You did not just say that, Bette.

But she did. And to her husband, no less! In William Wyler's The Letter (1940) the late oh so great Ms. Davis gives one of Hollywood's greatest performances. It doesn't seem the slightest bit subjective to write that. She is transcendent.

How to do describe Davis' character, Leslie Crosbie? How about utterly shocking? Totally audacious. Amoral. Calculating. Deceitful. With such a proper veneer no less. One that no one can seem to see through.

But how about this: Is Leslie Crosbie a cold blooded killer or hot with passions that lead to adultery and murder? How about both?
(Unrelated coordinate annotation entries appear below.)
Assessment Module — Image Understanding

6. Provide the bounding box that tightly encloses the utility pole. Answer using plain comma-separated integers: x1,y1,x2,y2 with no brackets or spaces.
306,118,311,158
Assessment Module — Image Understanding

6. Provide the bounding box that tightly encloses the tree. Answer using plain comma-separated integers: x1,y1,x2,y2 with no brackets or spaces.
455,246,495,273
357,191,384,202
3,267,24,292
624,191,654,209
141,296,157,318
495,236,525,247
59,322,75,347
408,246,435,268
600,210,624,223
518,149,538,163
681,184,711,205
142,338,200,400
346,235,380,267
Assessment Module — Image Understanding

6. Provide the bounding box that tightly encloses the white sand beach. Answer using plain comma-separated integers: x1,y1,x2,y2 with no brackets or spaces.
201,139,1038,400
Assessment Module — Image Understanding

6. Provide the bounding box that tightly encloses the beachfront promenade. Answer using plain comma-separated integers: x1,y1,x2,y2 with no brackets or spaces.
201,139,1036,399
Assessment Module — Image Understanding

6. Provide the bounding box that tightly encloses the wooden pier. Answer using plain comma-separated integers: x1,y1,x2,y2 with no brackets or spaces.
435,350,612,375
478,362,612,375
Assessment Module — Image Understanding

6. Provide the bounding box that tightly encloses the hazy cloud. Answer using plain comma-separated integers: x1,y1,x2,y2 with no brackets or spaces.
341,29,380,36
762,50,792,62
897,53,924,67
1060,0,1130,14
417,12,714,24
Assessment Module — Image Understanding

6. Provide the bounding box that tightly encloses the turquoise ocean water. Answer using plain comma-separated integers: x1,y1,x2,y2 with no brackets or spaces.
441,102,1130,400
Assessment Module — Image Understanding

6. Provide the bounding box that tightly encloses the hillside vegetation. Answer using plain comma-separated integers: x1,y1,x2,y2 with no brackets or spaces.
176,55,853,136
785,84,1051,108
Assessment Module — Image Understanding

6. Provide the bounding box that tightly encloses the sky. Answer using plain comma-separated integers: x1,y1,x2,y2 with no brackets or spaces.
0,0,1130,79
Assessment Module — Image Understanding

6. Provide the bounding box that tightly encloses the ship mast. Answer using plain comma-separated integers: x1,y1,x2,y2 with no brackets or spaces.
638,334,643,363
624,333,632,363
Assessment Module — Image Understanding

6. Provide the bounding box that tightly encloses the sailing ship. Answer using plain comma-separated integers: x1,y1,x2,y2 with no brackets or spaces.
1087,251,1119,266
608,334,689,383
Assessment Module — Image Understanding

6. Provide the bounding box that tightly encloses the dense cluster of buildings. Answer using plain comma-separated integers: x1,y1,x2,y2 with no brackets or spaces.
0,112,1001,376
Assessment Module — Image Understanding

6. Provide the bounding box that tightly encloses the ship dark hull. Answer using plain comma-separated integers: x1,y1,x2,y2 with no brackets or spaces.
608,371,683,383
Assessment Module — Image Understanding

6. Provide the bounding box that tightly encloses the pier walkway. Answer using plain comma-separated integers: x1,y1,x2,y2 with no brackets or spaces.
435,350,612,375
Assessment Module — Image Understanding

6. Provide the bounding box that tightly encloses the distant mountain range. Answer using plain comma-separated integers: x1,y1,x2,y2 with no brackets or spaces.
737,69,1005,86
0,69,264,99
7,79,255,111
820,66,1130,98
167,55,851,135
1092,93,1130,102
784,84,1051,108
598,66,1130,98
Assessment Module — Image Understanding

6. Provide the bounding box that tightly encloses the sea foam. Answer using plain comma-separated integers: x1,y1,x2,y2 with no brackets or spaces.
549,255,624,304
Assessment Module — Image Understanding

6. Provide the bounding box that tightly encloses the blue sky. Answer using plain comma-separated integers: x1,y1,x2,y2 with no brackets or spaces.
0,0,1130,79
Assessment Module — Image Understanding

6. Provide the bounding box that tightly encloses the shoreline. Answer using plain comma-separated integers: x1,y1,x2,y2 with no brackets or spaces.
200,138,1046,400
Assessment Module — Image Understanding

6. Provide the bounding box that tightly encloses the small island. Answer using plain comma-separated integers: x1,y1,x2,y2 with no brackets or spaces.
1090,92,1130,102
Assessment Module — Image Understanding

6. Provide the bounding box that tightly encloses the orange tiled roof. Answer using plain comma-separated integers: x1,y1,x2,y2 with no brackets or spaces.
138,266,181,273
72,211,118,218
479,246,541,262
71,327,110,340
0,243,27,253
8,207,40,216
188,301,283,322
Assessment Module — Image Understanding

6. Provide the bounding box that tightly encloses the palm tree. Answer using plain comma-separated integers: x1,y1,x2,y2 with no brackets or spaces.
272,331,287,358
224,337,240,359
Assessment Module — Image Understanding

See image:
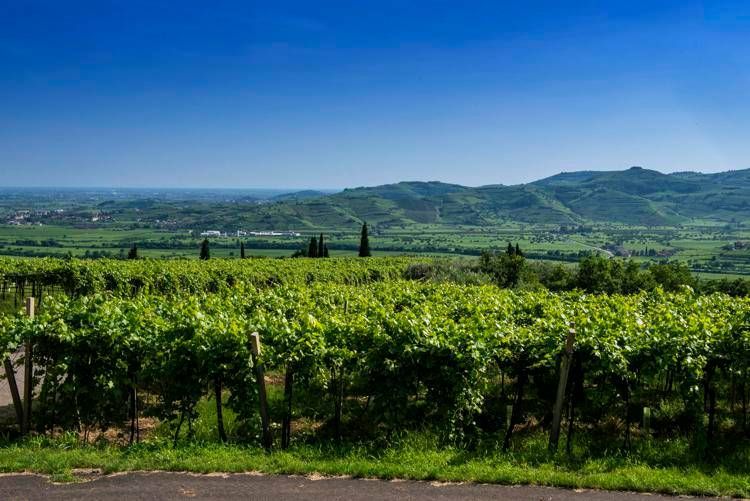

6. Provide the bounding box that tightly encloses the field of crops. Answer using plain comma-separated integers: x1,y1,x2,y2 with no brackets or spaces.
0,259,750,451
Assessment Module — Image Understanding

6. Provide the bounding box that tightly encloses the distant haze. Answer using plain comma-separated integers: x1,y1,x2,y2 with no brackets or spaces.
0,0,750,189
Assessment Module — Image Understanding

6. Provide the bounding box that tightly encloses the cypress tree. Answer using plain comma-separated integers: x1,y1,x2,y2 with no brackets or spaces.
307,237,318,257
359,223,372,257
128,244,138,259
200,238,211,261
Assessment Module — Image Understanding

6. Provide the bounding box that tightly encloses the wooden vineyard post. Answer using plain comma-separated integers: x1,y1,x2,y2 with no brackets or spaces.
643,407,651,434
5,357,24,433
549,322,576,453
250,332,273,449
22,296,34,434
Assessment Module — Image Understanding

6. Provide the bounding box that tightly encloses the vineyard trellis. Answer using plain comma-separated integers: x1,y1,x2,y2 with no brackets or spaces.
0,276,750,448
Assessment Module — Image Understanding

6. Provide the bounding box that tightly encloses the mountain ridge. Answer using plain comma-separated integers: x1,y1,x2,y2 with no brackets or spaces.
244,167,750,227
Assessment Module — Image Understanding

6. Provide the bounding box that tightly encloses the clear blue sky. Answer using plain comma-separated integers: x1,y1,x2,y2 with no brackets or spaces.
0,0,750,188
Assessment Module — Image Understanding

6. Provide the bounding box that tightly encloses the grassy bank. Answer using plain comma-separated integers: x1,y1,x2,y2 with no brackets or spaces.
0,434,750,497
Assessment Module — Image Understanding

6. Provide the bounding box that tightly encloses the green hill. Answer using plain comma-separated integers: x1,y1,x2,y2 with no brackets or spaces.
79,167,750,230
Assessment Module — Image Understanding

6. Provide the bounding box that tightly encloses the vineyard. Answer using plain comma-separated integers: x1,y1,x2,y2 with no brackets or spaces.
0,259,750,454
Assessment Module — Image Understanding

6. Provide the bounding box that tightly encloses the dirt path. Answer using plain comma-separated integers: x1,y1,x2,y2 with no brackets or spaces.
0,472,688,501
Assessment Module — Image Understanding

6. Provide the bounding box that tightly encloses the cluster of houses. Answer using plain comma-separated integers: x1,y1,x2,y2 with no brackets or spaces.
201,230,302,238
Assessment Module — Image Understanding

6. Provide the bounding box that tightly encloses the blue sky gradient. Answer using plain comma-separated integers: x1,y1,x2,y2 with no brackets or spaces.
0,0,750,188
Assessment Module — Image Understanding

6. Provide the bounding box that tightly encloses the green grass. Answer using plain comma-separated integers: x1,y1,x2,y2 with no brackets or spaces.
0,433,750,497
Has anyone ever lied so artfully, even at the point of being found out? Then played for sympathy so adroitly? We don't know whether to wish Leslie death or every happiness. As Leslie, Davis bewitches the audience, even at the distance of 68 years on the relatively small screen of a TV set. Masterful.
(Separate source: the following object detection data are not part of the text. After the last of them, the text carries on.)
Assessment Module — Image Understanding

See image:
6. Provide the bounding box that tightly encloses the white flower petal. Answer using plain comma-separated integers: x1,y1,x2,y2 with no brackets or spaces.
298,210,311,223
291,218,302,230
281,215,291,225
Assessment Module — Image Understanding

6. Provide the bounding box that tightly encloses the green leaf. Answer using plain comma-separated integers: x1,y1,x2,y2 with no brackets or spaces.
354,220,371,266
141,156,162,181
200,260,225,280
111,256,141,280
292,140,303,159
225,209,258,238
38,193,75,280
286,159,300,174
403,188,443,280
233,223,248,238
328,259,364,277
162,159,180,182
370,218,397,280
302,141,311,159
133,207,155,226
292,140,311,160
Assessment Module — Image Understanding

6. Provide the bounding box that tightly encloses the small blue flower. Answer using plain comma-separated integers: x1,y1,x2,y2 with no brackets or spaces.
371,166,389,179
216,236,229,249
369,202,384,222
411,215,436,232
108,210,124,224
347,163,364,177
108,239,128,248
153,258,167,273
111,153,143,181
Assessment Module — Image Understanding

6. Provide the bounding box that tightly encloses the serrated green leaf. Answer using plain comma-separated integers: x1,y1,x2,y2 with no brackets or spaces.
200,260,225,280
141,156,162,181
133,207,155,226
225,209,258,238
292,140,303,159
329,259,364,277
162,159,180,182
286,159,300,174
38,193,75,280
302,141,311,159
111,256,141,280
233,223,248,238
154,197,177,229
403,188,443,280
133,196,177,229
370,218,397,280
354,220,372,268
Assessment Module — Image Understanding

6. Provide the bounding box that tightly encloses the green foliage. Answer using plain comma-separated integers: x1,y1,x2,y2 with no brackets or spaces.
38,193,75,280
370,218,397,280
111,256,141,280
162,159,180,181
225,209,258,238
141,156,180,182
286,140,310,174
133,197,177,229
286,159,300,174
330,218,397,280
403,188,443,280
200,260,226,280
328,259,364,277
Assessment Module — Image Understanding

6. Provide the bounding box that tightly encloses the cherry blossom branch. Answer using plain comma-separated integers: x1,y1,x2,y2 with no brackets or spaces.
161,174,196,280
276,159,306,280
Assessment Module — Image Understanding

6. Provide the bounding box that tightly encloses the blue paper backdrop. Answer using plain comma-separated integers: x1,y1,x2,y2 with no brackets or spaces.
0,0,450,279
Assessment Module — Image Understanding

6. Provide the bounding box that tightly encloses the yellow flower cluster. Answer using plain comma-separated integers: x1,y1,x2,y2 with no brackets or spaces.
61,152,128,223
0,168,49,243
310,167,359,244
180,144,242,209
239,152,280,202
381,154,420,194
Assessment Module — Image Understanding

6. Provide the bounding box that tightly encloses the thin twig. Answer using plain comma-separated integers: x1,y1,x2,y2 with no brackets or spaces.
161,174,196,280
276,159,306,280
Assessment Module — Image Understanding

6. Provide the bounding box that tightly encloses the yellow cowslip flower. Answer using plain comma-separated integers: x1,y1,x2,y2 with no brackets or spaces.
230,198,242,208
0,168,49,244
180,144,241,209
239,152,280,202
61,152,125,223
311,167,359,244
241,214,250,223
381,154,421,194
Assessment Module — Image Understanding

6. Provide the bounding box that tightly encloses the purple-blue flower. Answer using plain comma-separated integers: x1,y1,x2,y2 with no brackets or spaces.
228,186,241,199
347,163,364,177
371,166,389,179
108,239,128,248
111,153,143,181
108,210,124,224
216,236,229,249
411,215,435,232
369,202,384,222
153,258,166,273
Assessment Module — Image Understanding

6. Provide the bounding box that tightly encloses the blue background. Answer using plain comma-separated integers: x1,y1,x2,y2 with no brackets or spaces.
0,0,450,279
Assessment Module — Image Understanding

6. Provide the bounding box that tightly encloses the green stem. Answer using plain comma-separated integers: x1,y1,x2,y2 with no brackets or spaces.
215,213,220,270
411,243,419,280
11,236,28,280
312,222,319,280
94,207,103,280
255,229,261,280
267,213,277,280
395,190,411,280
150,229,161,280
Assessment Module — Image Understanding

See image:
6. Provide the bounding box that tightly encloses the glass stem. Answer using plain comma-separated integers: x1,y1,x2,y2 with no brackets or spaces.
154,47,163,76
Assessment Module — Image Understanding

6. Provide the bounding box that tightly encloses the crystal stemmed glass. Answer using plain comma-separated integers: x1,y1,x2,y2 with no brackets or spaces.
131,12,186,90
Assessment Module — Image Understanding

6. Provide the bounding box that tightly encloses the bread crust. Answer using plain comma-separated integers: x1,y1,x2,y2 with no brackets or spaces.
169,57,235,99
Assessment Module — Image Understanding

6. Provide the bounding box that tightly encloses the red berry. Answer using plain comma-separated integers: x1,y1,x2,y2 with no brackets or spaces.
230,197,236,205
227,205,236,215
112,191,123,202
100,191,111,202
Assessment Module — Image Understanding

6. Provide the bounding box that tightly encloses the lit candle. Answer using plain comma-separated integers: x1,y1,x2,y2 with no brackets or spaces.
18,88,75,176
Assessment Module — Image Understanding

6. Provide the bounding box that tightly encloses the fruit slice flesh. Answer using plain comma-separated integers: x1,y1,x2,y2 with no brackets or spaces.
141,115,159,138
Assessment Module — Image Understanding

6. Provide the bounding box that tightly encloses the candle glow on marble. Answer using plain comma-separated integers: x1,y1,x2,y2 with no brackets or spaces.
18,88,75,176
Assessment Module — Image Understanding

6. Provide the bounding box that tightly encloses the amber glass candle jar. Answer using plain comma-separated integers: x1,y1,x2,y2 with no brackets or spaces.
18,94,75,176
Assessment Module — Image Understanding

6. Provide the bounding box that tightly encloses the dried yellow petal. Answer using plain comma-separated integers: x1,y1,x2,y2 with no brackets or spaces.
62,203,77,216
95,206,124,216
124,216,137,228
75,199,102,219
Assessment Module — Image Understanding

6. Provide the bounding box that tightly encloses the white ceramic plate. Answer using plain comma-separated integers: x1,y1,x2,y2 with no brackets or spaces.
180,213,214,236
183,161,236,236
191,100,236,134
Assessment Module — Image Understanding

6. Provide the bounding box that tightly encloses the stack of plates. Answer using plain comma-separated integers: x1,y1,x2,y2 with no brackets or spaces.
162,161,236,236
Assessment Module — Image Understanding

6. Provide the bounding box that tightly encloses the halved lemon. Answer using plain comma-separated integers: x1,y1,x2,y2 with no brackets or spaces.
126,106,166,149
I watched The Letter for perhaps the fifth or sixth time just now and plan many more viewings. It's a mesmerizing film. But no performance, no matter how great can bring one back to a movie again and again. There's so much more to the film. For one, Davis draws great performances from her co-stars such as Herbert Marshall as her cuckolded husband. The poor man takes everything at face value, has the innocence and faith of a child on Christmas Eve. Marshall plays the poor sap perfectly but never drops the sophistication. A lesser actor would have made the man maudlin or cloying. But we needed to like the guy to make Davis that much more of an utter fink. Watch Marshall when informed of the cost of the letter. For several beats his face betrays nothing. He allows the shock to slowly settle in. Poor guy.
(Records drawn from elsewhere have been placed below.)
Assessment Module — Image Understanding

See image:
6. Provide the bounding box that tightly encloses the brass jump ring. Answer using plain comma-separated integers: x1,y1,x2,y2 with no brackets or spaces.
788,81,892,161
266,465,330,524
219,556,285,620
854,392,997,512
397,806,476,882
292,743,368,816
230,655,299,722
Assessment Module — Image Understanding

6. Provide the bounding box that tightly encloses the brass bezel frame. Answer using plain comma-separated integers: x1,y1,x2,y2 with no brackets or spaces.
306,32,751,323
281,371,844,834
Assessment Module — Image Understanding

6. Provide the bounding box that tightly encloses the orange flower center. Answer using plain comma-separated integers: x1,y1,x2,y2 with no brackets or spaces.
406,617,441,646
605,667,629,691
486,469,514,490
Gale Sondergaard is brilliant as the victim's Eurasian widow. So seemingly sinister, saying so much with her eyes while uttering nary a word. I don't recall any actress doing quite so much with so few movements in so little screen time.

Rarely talked about in discussions of the film is James Stephenson as the family friend and attorney. He's on to Davis early courtesy of the incriminating letter. He provides a moral center, despite betraying the ethics of his profession. His first duty is to save his client and his ability to compartmentalize the whirl of contrasting facts and emotions is astonishing. Stephenson plays him perfectly. He's all urbanity and practical wisdom.

But it is Davis around whom all others orbit. It's a performance made grand by subtlety. The sly quick look. The slight pause, the slighter inflection while concocting or confessing or just passing the time. But does Leslie Crosbie ever just pass the time? Davis gives meaning to all her words, all her moves.

When we first meet Leslie Crosbie she is emptying a revolver into a man who is tumbling down the steps of a veranda. Look at her face. Utterly passionless. Cold and hard. Soon she's swooning, playing the victim for the police, the lawyer and her husband, weaving her story so effortlessly and thus gaining their immediate sympathy, even respect.

In prison she is stoic but, when confronted with the existence of the letter, able to think on her feet and create anew, tossing in a literal swoon for good measure.

Davis must have realized that in Leslie Crosbie she had a role that she could sink her teeth into. But Bette likely knew how easy it would be to foul it up with board emotions. So she faced the supreme challenge of doing so much without seeming to do a lot. The character and her words were shocking. Davis had to let the words have power. She respected the words, the direction, the camera, her co- stars. In The Letter Bette Davis embodied her character, that world, the milieu. She became.

Art is making something look as special as it is.

Bette Davis as Leslie Crosbie in The Letter is great art.